やぎ座
不条理とのゲリラ戦
「ノン」というパズル
今週のやぎ座は、世界全体に否定を突きつけた双子のごとし。あるいは、いかに不条理の自覚的肯定=負けない経験を積んでいけるかが問われていくような星回り。
歴史の急変に翻弄されて悲劇的な死を遂げていく人もいれば、驚くべきたくましさで生き残り以前よりも強く豊かな生を手に入れていく人もいる。歴史的な動乱期というのは、どうしても人間存在やその生の光と闇のコントラストが激しくなってくるものですが、戦争孤児の双子の生きざまを日記形式で描いたアゴタ・クリストフの小説『悪童日記』は、いかにもお涙頂戴的なストーリーにも、重苦しいだけの歴史の講釈にもなっていない、国や時代の違いをこえた普遍的な強度を備えています。
例えば、強制収容所にひかれていく人たちを見た後、司祭から一緒に祈るかと聞かれた2人は次のように答えています。
ぼくたちが絶対にお祈りをしないことは、ご存知のはずです。そうじゃなくて、ぼくたちは理解したいんです
2人のこうした態度は一見すると傲岸であり、周囲の空気をいたずらに乱しているようにも見えますが、彼らにとっては世界の恐るべき不条理に負けないための切実な抵抗であり、そうした不条理について「ウイ(YES)」と肯定で返していくことによって、2人は負けない経験を積み重ねていく。
そして、一つひとつは小さな経験であったものがパズルのように組み合わさって、やがて世界全体に対して「ノン」と否定を突きつけるにいたるのです。先の、不条理な世界をありのままに分かりたいというのは、そうすることで初めてちゃんと自分たちを肯定しつつ生きていくことができるんだ、という作者なりのメッセージでもあったように思われます。
そして、こうした世界との戦い方や抜け出し方というのは、今のやぎ座にとって大いに指針となっていくはず。2月10日にやぎ座から数えて「実存」を意味する2番目のみずがめ座で新月を迎えていく今週のあなたもまた、「塵も積もれば山となる」ではないですが、双子がそうしていたように、小さな「ウイ」を積み重ねていきたいところです。
<正しい問い>を見出すこと
2000年代に起きた史上最大の企業スキャンダルであるエンロン事件は、70年代のウォーターゲート事件と比較すると、明らかに違いがあります。
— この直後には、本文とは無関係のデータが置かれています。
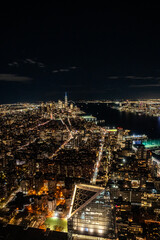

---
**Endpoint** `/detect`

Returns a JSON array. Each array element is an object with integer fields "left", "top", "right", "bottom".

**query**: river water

[{"left": 78, "top": 103, "right": 160, "bottom": 139}]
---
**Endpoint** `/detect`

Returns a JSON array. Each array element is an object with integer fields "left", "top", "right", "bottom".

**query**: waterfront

[{"left": 78, "top": 103, "right": 160, "bottom": 139}]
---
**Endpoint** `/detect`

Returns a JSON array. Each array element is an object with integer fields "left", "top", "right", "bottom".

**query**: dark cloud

[{"left": 0, "top": 73, "right": 32, "bottom": 82}]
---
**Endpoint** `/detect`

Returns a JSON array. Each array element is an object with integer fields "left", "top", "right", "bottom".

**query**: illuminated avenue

[{"left": 0, "top": 94, "right": 160, "bottom": 239}]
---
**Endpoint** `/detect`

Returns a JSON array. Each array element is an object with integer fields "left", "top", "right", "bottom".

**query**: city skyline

[{"left": 0, "top": 3, "right": 160, "bottom": 103}]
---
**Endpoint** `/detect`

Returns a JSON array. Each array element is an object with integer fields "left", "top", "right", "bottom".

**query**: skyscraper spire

[{"left": 64, "top": 92, "right": 68, "bottom": 107}]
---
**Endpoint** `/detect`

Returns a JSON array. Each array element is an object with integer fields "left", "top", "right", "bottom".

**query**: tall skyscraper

[{"left": 64, "top": 92, "right": 68, "bottom": 107}]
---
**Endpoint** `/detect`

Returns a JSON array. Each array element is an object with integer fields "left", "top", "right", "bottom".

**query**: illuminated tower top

[{"left": 64, "top": 92, "right": 68, "bottom": 107}]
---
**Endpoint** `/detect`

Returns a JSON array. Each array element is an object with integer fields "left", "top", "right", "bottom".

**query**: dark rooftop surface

[{"left": 0, "top": 224, "right": 68, "bottom": 240}]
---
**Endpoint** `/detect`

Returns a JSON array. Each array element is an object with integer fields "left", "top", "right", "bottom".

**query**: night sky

[{"left": 0, "top": 1, "right": 160, "bottom": 103}]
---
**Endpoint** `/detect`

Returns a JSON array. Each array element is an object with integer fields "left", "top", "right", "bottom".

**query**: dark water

[{"left": 78, "top": 104, "right": 160, "bottom": 139}]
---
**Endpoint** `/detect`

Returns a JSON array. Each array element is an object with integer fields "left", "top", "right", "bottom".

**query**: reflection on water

[{"left": 79, "top": 104, "right": 160, "bottom": 139}]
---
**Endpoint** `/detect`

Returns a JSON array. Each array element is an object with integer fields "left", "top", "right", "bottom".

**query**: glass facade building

[{"left": 68, "top": 184, "right": 116, "bottom": 239}]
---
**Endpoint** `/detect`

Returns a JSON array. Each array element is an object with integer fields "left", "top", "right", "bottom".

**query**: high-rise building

[
  {"left": 68, "top": 184, "right": 116, "bottom": 240},
  {"left": 64, "top": 92, "right": 68, "bottom": 107}
]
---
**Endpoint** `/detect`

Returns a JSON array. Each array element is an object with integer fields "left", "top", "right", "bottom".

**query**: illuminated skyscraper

[
  {"left": 64, "top": 92, "right": 68, "bottom": 107},
  {"left": 68, "top": 184, "right": 116, "bottom": 240}
]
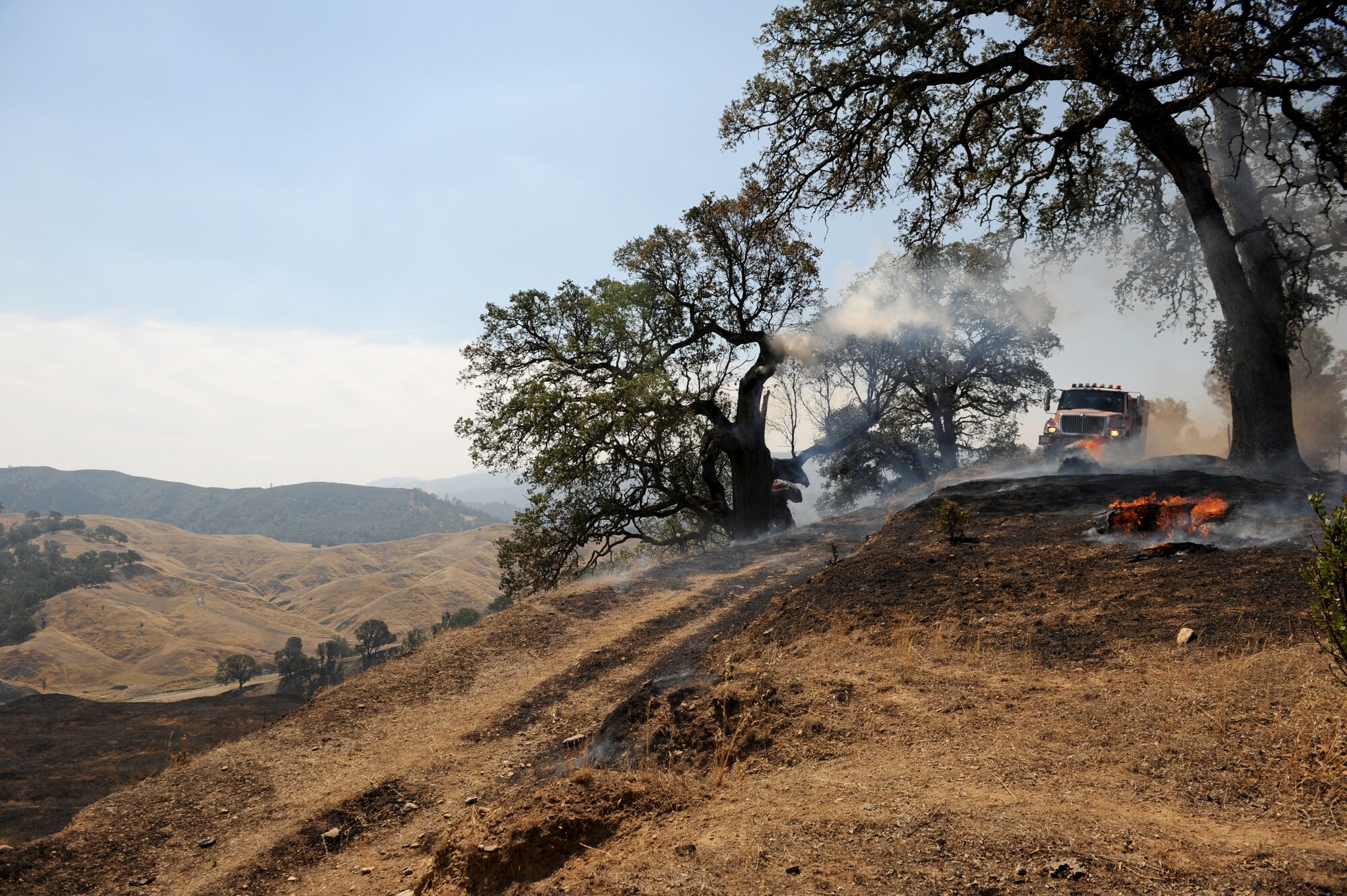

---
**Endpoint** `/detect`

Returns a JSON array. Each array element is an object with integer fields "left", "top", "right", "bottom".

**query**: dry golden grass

[
  {"left": 10, "top": 477, "right": 1347, "bottom": 896},
  {"left": 0, "top": 514, "right": 505, "bottom": 699}
]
それは後者の場合、スキャンダルの種は隠されていて、記者が危ない橋をわたって関係組織内部に入り込み、情報を物理的に掘り出すことで初めて明らかになったのに対し、前者の場合は隠された情報はなくて、はじめからすべて公開されていたという点です。
エンロン事件をすっぱ抜いた記者は、公開されてはいたがパッと見ただけでは分類すら不明瞭で何を示しているのかも分からないデータを地道に読み解き、まさにパズルのようにつなぎ合わせていくことで粉飾決済の実相を浮かび上がらせました。
この違いの意味するところは、あらゆる情報がデジタル空間においてアーカイブ化されるようになった現代においては、<答え>はそれとしてきわめて具体的に目の前にあるにも関わらず、私たちはそれを理解するための<正しい問い>を見出すことができないがゆえに、多くの歪んだ状況を認識すらできず、脱け出すことができないでいるということ。
その意味で今週のやぎ座もまた、どれだけ自分の置かれた事態を客観的に認識できるか、そしてそれを小さな問いへと変換できるかが問われていくことになるでしょう。